Agora, porém, já podemos ter os mesmos direitos que os alemães. Chegou a hora. Não é preciso continuar à espera da iniciativa dos partidos políticos e dos deputados. Foi lançada, no dia 3 de Outubro – fixemos esta data –, uma Petição Pública para concretizar esse direito. A petição não se limita a pedir para fazerem. A petição apresenta um projecto de lei que mostra a solução.
Mostra que é possível, mostra que é fácil e mostra que é justo. Mostra como não tem espinhas que, tal como os alemães, também nós, portugueses, possamos ter no boletim de voto a escolha tanto do partido, como do deputado que queremos, obtendo uma Assembleia rigorosamente proporcional, com deputados que fomos nós a eleger.
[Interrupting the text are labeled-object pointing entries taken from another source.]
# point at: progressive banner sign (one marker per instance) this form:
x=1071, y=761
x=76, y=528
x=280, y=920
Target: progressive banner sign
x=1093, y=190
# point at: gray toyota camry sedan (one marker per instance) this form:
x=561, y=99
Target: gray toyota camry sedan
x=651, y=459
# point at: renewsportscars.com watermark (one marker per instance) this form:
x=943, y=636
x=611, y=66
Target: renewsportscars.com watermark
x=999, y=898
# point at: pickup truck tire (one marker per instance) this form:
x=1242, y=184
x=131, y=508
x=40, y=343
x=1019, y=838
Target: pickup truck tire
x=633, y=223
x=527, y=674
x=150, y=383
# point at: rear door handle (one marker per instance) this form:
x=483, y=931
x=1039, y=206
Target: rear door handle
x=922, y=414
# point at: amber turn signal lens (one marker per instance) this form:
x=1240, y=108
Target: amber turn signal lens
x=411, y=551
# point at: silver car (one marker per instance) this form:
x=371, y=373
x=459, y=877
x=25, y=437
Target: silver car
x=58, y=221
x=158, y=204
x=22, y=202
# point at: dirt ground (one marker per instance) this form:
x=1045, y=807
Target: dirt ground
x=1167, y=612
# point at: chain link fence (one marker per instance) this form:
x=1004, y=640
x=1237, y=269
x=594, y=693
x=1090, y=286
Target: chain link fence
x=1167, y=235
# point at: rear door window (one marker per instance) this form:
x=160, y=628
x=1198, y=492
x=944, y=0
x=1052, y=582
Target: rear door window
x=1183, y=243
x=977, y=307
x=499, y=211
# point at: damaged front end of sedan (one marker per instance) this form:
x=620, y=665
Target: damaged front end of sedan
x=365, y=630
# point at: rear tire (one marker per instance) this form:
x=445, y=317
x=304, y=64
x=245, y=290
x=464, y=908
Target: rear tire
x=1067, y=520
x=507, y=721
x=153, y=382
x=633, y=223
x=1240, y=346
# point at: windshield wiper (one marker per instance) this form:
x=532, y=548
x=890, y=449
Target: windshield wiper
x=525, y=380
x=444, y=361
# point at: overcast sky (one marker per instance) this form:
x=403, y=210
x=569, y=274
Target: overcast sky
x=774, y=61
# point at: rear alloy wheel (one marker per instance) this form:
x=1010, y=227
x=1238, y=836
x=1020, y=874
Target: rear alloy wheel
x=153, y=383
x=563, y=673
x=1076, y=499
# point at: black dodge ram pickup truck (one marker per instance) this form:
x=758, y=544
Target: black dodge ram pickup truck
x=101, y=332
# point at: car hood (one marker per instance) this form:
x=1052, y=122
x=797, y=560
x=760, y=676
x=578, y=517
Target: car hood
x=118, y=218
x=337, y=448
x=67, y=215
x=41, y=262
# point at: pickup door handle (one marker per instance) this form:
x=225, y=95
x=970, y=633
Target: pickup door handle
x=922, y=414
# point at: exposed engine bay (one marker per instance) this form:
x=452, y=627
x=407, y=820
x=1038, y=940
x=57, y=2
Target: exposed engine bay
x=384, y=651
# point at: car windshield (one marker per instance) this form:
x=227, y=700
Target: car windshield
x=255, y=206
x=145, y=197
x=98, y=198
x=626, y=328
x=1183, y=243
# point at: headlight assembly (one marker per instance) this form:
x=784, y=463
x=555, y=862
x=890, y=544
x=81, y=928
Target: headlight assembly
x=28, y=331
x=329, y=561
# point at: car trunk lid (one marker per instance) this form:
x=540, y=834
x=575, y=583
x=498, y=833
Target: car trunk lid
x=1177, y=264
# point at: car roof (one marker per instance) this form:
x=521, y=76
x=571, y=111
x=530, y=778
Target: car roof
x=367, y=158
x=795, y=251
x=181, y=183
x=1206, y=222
Se este projecto de lei fosse agora adoptado, seria muito fácil a transição imediata do sistema actual para o novo sistema de representação proporcional personalizada e, nas próximas eleições legislativas de Outubro de 2019, já poderíamos escolher partido e também deputado.
Agora, é connosco. Agora, é com a capacidade de mobilização da cidadania. Para o texto proposto pela petição se tornar realidade, basta que recolha um número suficientemente impressionante de assinaturas; que não se fique pelas 4000 necessárias a subir ao plenário parlamentar, mas vá muito além disso; que as assinaturas não parem na subscrição, mas se traduzam em compromisso efectivo, cada subscritor exercendo pressão junto do partido de pertença ou proximidade; que alguns deputados agarrem na iniciativa como sua, como a lei prevê; e que a cidadania mantenha grau muito elevado de atenção e mobilização, até empurrar uma maioria parlamentar e conseguir o objectivo. Perguntavam-me, nas redes sociais, se eu achava que era com 10.000 assinaturas que os partidos se iam mexer. Com 10.000 não, com 100.000 talvez, com um milhão certamente. Não se trata de metas, nem de aposta. Trata-se de rumo e de dinâmica. Dinâmica para vencer, em vez de estarmos sempre a perder.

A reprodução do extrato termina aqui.